My external table creation has the below serde properties,but for some reason,the default escapeChar('\') is being replaced by quoteChar which is doublequotes(") for my data.

CREATE EXTERNAL TABLE IF NOT EXISTS people_full(
`Unique ID` STRING,
.
.
.
.
)
ROW FORMAT SERDE 'org.apache.hadoop.hive.serde2.OpenCSVSerde'  
WITH SERDEPROPERTIES (
   "escapeChar"    = "\\"
)  
STORED AS TEXTFILE

DATA ISSUE :

Sample HDFS Source data : "\"Robs business Target HIVE Output : """Robs business

So the three double quotes as seen in """Robs business after the replacement is causing the data unwanted data delimitation (column is a very long string) may be as HIVE cannot handle three double quotes inside data(quote(") is also my default quote character)?
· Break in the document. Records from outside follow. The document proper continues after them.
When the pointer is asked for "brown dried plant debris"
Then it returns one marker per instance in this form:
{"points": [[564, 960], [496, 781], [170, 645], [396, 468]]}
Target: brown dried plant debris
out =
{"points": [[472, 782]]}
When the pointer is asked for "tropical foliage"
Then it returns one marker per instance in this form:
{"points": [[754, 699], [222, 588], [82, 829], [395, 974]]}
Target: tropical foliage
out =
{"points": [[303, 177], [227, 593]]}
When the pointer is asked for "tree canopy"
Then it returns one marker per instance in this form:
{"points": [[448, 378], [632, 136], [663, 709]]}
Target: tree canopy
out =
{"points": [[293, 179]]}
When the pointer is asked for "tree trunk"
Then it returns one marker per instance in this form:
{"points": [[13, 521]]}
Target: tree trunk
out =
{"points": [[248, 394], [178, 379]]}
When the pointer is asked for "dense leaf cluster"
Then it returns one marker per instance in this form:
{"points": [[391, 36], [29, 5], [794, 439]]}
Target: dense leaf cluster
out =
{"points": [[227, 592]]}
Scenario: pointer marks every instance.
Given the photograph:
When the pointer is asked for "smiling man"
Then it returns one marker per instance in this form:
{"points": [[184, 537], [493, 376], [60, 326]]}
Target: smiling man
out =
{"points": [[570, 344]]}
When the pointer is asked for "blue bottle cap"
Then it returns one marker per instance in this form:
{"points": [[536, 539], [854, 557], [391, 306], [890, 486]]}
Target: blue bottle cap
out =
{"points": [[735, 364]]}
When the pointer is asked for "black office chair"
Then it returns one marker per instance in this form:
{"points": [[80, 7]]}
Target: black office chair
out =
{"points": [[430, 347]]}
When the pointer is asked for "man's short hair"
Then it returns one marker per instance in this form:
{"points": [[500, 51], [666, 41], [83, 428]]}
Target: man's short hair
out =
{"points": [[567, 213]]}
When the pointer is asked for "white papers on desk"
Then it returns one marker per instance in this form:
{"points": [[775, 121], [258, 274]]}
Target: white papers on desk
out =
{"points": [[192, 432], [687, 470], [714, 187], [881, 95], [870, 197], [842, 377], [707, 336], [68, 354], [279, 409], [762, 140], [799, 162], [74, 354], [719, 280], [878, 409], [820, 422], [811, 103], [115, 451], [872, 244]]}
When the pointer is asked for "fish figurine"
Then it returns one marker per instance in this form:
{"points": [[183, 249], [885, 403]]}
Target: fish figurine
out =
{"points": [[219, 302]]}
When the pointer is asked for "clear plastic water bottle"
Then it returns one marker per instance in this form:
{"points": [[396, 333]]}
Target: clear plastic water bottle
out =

Why is this happening and is there a solution ? Please help.Many thanks.

Best, Asha

E_net4
  • 27,810
  • 13
  • 101
  • 139

2 Answers2

2

To import your csv file to hdfs with double qoutes in between data and create hive table for that file, follow the query in hive to create external table which works fine and displays each record as of in the file.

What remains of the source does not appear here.